Media reports indicate that union militants harassed and bullied nurses who returned to the hospital to care for patients during the protracted strike. Union partisans reportedly put photographs of working nurses on strike paraphernalia and took illicit pictures of nurses’ license plates, among other tactics. Despite credible reports of union harassment of nurses who exercised their right to work, high-profile elected officials including U.S. Senators Ed Markey and Elizabeth Warren expressed support for the union boss-ordered strike.
Renaud’s charge reports that she is not an MNA member but is still forced to pay a portion of full union dues to keep her job. In states like Massachusetts that lack Right to Work protections, even workers who refuse full union membership can be forced to pay money to union officials to stay employed. However, this requirement is suspended in the absence of a monopoly bargaining contract between an employer and union. In Right to Work states, union membership and financial support are always strictly voluntary.
Renaud’s charge notes that, during the strike, no contract was in effect between MNA and St. Vincent management and “[a]s a matter of law the Charging Party and other similarly situated employees owed no dues or fees to the MNA during that contract hiatus.” However, on January 5, 2022, MNA sent bills to Renaud and other nurses who are not union members, ordering them to pay dues for a time period that included the contract hiatus.
“Thus, MNA is demanding and attempting to collect retroactive dues for several past months in which the Charging Party and other similarly situated nurses did not owe any dues and could not legally be required to pay such dues as a condition of employment…,” the Unfair Labor Practice charge states.
“In the aftermath of the long-drawn-out MNA boss-ordered strike on St.

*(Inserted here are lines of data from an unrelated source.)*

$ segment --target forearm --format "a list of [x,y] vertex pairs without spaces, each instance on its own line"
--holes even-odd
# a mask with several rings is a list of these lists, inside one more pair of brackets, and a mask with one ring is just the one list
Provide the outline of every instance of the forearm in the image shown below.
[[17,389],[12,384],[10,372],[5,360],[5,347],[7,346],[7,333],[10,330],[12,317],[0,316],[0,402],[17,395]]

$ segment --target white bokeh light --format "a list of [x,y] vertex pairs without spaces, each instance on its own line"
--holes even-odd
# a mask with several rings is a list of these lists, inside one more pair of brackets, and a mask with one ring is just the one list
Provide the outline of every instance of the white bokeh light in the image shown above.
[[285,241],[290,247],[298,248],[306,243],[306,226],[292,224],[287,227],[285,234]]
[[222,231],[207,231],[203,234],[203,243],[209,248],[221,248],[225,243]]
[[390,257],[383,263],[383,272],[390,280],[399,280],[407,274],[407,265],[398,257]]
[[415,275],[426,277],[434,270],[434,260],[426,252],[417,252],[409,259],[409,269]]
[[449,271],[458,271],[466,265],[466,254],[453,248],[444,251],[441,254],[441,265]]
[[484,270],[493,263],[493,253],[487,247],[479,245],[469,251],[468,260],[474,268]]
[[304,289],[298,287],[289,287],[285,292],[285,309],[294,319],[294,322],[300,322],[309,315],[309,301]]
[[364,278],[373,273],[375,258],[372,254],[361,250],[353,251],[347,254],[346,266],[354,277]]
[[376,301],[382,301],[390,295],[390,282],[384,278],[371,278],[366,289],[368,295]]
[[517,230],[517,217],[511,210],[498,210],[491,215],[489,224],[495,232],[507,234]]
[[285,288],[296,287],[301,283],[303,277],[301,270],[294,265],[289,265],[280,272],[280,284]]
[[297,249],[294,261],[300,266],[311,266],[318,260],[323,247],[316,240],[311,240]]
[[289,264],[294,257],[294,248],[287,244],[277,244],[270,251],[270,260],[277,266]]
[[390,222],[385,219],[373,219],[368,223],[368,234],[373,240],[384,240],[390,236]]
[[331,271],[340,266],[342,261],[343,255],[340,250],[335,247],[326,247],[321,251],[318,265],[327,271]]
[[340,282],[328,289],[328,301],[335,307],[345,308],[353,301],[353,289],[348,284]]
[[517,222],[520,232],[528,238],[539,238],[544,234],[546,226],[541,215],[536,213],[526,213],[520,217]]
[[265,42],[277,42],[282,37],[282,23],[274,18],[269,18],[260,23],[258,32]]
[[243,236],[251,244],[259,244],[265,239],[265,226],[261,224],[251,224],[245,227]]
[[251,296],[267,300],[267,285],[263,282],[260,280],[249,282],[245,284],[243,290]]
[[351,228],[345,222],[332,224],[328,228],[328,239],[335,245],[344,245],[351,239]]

Vincent Hospital, evidence is rapidly emerging on the coercion and retaliation that union officials inflicted on the very nurses they claim to represent,” observed National Right to Work Foundation President Mark Mix. “Ms. Renaud’s charges show that MNA officials ignored even the most basic legal protections for workers who do not wish to financially support a union.”
“St. Vincent Hospital nurses are fully justified in exercising their right to vote out MNA union officials. Any nurses who encounter union attempts to infringe on that right or who experienced other MNA malfeasance should reach out to the National Right to Work Foundation for free legal aid,” Mix added.